Another reason for later start times, Das said, is the biological shift in the bodies of teens and adolescents that causes them to go to bed later and sleep later.

“That time frame means that these teens are now expected to wake up when their bodies’ natural tendency is wanting to sleep,” she said.

Das said chronic sleep deprivation can cause lasting health problems, including an increased risk for high blood pressure, heart disease and diabetes.

People who are sleep deprived are more associated with having mood disorders, anxiety and depression. Sleep deprivation also can affect their ability to learn and, therefore, their academic performance.

Das has another concern: Sleep deprivation affects people’s ability to drive.

“Do we really want our youngest drivers learning to drive and be on the road with the added insult of sleep deprivation?” she asked.

Neither the Ohio School Board Association nor the Ohio Department of Education has a recommendation on when schools should start in the morning.

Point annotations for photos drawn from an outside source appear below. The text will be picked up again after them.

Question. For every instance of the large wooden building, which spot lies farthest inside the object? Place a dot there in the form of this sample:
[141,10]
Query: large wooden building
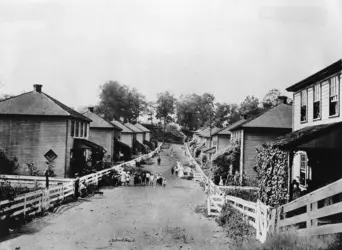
[258,129]
[36,127]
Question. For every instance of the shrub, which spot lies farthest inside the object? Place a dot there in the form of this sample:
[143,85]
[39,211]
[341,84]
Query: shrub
[272,173]
[290,240]
[234,223]
[248,195]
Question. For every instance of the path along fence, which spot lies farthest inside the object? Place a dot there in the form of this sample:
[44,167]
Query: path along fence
[257,213]
[40,200]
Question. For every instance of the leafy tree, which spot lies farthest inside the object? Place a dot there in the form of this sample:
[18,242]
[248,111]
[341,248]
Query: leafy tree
[119,102]
[165,107]
[271,98]
[250,103]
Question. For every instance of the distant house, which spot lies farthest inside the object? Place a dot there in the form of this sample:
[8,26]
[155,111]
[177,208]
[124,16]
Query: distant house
[221,138]
[147,132]
[315,144]
[255,130]
[36,127]
[102,132]
[126,133]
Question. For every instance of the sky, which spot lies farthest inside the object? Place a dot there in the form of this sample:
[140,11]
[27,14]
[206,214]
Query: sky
[228,48]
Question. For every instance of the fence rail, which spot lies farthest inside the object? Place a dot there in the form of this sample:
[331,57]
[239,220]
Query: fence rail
[37,201]
[316,213]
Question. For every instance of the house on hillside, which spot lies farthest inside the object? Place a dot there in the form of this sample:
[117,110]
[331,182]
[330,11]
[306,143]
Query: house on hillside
[138,138]
[36,127]
[123,141]
[315,144]
[258,129]
[102,132]
[221,139]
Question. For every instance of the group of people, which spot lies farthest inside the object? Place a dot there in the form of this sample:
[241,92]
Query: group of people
[139,179]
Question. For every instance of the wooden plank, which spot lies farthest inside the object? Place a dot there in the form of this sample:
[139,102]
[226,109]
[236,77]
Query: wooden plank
[321,230]
[293,220]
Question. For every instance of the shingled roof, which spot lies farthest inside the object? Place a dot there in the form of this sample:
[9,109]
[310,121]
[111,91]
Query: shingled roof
[37,103]
[99,122]
[279,116]
[133,128]
[141,127]
[123,127]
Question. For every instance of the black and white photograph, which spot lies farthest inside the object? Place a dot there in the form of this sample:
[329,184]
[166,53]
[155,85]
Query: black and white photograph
[170,125]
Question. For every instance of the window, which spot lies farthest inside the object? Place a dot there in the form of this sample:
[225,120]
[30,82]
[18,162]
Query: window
[317,102]
[77,134]
[72,130]
[303,106]
[333,98]
[81,129]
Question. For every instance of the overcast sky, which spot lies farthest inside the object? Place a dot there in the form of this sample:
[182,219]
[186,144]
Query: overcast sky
[226,47]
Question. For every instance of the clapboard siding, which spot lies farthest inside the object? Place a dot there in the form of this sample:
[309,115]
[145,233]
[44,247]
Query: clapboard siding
[104,138]
[253,139]
[31,138]
[324,107]
[223,142]
[140,137]
[127,138]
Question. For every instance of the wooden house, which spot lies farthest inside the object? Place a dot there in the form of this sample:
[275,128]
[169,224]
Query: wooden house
[36,127]
[315,144]
[221,138]
[102,132]
[258,129]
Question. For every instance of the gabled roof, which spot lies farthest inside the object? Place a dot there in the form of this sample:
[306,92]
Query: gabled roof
[99,122]
[141,127]
[133,128]
[279,116]
[123,127]
[320,75]
[37,104]
[304,134]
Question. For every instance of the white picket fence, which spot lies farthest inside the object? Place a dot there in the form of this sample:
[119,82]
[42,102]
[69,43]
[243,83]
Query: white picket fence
[40,200]
[257,214]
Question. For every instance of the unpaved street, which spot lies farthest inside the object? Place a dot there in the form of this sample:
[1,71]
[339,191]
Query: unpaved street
[128,218]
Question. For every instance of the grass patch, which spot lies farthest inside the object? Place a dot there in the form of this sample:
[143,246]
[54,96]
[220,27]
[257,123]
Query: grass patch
[290,240]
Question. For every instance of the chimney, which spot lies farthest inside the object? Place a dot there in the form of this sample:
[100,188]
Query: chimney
[37,88]
[282,99]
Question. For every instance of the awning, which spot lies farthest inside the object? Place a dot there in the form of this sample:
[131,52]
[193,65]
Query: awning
[210,150]
[83,143]
[319,136]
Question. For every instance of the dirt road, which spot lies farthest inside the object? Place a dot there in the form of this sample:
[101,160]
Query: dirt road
[128,218]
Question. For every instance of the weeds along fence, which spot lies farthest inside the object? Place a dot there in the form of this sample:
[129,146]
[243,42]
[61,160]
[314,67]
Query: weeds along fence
[32,181]
[35,202]
[257,214]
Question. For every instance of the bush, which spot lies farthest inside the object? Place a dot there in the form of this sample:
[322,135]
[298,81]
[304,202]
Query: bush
[290,240]
[248,195]
[234,223]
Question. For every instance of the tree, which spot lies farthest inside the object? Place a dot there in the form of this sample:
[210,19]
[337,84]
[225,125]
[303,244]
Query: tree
[226,114]
[271,98]
[250,103]
[165,107]
[119,102]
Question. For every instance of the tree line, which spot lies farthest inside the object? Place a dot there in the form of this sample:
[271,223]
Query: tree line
[192,111]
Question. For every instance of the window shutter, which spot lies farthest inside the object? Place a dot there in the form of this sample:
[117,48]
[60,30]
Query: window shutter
[296,166]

Dalton Summers, superintendent of River View Local Schools, said delaying start times for junior high and high school students would require his district to possibly double its drivers and buses.

That added cost “would have a drastic effect on us,” he said.

Full-time bus drivers in the district now serve 22 routes in two shifts, first picking up and delivering the older students, then transporting the elementary students. Paring that down to one shift would require more buses, more drivers, more salaries and more benefits packages, Summers said.

From a personal perspective, Ridgewood Middle School Principal Trista Claxon said “I’m in favor sleeping in.” But moving back the school day’s start would also push back after-school practice, games, homework and dinner times, she said.

Claxon said she sees both sides of the issue, but she thinks that if she were able to start school later, she probably would stay up later, too. Students might take the same approach, she said.

“My son would,” she said.

Dr. David Hire, superintendent of Coshocton City Schools, said he doesn’t think delaying the start time for high school students would be a bad idea, but it would come with tradeoffs.

“It would be an adjustment for families who are trying to drop off their kids or pick them up,” he said.

While it probably would delay the start of afternoon practices, games and activities, he said, it also could provide more structured supervision for teenagers later into the afternoon.